Personal information
- Nationality: United States

Sport
- Sport: Athletics
- Event: Sprint

Achievements and titles
- Personal best(s): 60m: 6.46 (Fayetteville, 2026) 100m: 10.01 (Jacksonville, 2025) 200m: 20.11 (Fayetteville, 2026)

= Jelani Watkins =

American sprinter

Jelani Watkins is an American sprinter. He finished third in the 100 metres at the 2025 NCAA Outdoor Championships and second over 60 metres at the 2026 NCAA Indoor Championships, competing for Louisiana State University as a freshman.

==Biography==
Watkins was born in Louisiana but left the River Parishes area of South Louisiana to be closer to his mother’s family in the Houston area when he was in elementary school. In Texas, he attended Atascocita High School in Humble.

Watkins was timed for the 60 metres in 6.75 seconds at the LSU High School Classic in January 2024. He ran 10.22 seconds for the 100 metres in March 2024 at the Texas A&M Bluebonnet High School Invitational. That month, he anchored the school team to a national high school record time of 38.92 seconds in the 4 x 100 metres relay at the Rice Victor Lopez Classic, where he also ran a wind-legal tine of 10.22 seconds for the 100 metres and 20.75 seconds for the 200 metres. That May, he helped the school win the Class 6A state track championship in Austin with Watkins accounting for 40 of the team's 70 championship points, winning over 100m, 200m and with the sprint relay team. He was named the All-Greater Houston Boys Track and Field Athlete of the Year in both 2023 and 2024.
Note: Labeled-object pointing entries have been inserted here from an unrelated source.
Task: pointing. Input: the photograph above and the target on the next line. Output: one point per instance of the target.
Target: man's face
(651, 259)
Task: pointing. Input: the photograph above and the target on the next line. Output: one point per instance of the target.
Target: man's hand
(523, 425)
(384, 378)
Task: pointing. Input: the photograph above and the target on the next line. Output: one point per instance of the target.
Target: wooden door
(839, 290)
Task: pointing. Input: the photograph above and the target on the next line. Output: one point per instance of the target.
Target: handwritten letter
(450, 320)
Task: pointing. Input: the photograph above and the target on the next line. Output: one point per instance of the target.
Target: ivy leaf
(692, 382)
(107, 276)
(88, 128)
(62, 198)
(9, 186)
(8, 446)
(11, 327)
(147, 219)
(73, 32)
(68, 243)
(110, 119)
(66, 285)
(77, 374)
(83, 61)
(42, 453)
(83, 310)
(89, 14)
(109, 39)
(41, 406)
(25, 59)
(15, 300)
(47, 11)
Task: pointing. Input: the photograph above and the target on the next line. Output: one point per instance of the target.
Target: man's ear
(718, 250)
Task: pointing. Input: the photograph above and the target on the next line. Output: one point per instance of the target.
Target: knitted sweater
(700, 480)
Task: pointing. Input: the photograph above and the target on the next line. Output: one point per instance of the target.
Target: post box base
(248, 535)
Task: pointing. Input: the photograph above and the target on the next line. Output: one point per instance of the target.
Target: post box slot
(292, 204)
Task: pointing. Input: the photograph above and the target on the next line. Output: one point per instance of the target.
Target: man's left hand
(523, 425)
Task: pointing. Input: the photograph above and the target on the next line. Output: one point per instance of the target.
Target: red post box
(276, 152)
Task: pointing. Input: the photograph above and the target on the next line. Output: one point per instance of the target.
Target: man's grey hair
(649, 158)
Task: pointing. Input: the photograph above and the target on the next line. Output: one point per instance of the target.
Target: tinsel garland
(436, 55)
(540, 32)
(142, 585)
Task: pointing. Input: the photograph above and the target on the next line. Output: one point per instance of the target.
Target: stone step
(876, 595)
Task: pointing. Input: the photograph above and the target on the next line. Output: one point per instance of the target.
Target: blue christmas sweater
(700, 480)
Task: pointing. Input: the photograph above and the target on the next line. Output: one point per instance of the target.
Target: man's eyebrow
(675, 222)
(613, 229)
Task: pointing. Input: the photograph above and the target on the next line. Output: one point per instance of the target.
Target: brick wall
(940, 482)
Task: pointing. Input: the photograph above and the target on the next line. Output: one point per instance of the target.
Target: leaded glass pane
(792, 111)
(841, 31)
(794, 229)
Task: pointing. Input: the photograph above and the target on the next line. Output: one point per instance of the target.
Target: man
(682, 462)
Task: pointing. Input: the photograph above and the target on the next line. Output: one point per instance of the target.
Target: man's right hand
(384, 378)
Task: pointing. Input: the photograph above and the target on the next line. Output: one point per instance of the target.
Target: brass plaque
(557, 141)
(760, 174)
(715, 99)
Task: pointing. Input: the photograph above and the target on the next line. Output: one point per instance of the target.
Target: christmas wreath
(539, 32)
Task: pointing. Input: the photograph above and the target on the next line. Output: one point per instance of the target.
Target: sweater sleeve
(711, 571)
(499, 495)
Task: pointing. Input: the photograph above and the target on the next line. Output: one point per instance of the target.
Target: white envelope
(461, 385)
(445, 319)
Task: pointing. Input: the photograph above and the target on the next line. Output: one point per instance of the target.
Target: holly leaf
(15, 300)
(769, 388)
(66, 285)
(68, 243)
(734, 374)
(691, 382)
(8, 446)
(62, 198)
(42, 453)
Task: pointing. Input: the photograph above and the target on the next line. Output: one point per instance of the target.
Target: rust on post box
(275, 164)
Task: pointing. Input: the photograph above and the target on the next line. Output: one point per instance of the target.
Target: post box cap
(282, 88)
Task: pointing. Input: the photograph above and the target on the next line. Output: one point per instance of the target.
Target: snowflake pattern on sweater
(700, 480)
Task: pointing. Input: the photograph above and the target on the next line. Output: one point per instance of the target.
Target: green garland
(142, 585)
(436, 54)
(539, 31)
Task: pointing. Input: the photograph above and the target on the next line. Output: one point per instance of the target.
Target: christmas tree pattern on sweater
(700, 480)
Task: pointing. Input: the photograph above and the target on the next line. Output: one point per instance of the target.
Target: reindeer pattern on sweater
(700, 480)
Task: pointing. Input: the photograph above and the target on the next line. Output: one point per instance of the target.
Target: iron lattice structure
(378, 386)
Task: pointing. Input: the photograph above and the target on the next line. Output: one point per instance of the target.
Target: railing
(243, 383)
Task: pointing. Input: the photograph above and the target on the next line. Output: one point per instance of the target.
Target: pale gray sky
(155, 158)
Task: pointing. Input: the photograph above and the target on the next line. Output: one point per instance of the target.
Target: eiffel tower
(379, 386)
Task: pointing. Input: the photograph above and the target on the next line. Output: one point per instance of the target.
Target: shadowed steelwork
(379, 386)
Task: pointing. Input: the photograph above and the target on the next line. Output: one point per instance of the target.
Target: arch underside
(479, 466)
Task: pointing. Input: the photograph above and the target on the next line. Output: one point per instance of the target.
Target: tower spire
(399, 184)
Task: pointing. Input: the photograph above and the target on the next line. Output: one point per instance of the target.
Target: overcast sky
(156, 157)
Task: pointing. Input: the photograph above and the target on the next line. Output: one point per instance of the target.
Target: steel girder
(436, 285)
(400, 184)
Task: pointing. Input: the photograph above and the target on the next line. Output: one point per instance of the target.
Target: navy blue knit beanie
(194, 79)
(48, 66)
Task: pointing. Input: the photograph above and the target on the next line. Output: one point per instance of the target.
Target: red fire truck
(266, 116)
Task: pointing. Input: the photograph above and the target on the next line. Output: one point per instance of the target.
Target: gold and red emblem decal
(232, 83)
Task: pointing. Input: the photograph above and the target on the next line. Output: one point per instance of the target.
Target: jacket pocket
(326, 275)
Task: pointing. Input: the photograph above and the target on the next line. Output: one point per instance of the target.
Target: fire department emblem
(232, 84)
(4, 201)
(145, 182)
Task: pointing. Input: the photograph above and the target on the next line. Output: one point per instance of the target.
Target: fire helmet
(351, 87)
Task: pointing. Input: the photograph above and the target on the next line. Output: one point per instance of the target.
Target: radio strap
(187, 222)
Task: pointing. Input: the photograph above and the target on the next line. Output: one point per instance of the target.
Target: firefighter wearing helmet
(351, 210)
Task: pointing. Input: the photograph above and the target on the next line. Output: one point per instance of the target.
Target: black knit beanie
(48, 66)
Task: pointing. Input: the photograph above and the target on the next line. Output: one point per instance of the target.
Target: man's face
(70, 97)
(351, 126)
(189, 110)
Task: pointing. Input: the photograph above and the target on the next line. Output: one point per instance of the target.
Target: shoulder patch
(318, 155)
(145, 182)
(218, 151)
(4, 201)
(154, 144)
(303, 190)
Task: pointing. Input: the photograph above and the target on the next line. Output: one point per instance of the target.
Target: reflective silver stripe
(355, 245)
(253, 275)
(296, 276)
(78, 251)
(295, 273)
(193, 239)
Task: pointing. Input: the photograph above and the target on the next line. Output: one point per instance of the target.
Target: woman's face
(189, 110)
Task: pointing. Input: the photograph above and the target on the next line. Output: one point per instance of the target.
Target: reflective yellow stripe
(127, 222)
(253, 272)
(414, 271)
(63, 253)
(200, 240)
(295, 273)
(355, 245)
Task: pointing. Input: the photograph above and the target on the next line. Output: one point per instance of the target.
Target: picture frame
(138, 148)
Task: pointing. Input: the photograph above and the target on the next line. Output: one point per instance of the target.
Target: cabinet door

Watkins joined Louisiana State University as a dual-athlete for track and field and American football. He suffered a foot injury in practice in August 2024 and redshirted his first football season but participated in sprint events on the track in 2025. Running indoors for the LSU track team in 2025, Watkins ran the 60 metres in 6.61 seconds at the New Mexico Collegiate Classic in Albuquerque, New Mexico, the seventh-fastest in school history.

In April 2025, Watkins ran a 10.03 seconds for the 100 metres at the Tom Jones Invitational. It was the sixth-fastest wind-legal time for the 100m in LSU program history. He ran 10.02 seconds for the 100 metres to qualify for the final at the 2025 NCAA Outdoor Championships in Eugene, Oregon. He placed third in the final in 10.10 seconds, given the same time as second placed Max Thomas but 0.03 behind race winner Jordan Anthony.

In January 2026, Watkins transferred to the University of Arkansas. In February, Watkins moved to second on the University of Arkansas all-time indoor list in the 60 metres (6.52 seconds) and the 200 metres (20.43 seconds), at the Tyson Invitational in Fayetteville. He was runner-up to Kayinsola Ajayi in the 60 metres and ran 20.28 seconds to win the 200 metres at the SEC Indoor Championships. Watkins ran a personal best of 6.46 to win his preliminary 60 m heat on 13 March at the 2026 NCAA Indoor Championships. The time was just .01 seconds behind the NCAA record held jointly by Ajayi. In the final, he placed second to Ajayi in 6.48 seconds. He also reached the final of the 200 metres, running 20.10 seconds finishing narrowly behind Garrett Kaalund in his heat, before placing third in the 200 m final in 20.26 seconds.

The following month, he beat Kaalund with a wind-assisted 9.82-second (+2.8) for the 100 metres at the Mt. SAC Relays, California. In May, Watkins won both the 100 m and the 200 m at the SEC Championships, running 9.95 and 19.87 respectively. On 12 June, he placed third in the 100 m final at the 2026 NCAA Outdoor Championships, running a wind-assisted 9.87 seconds.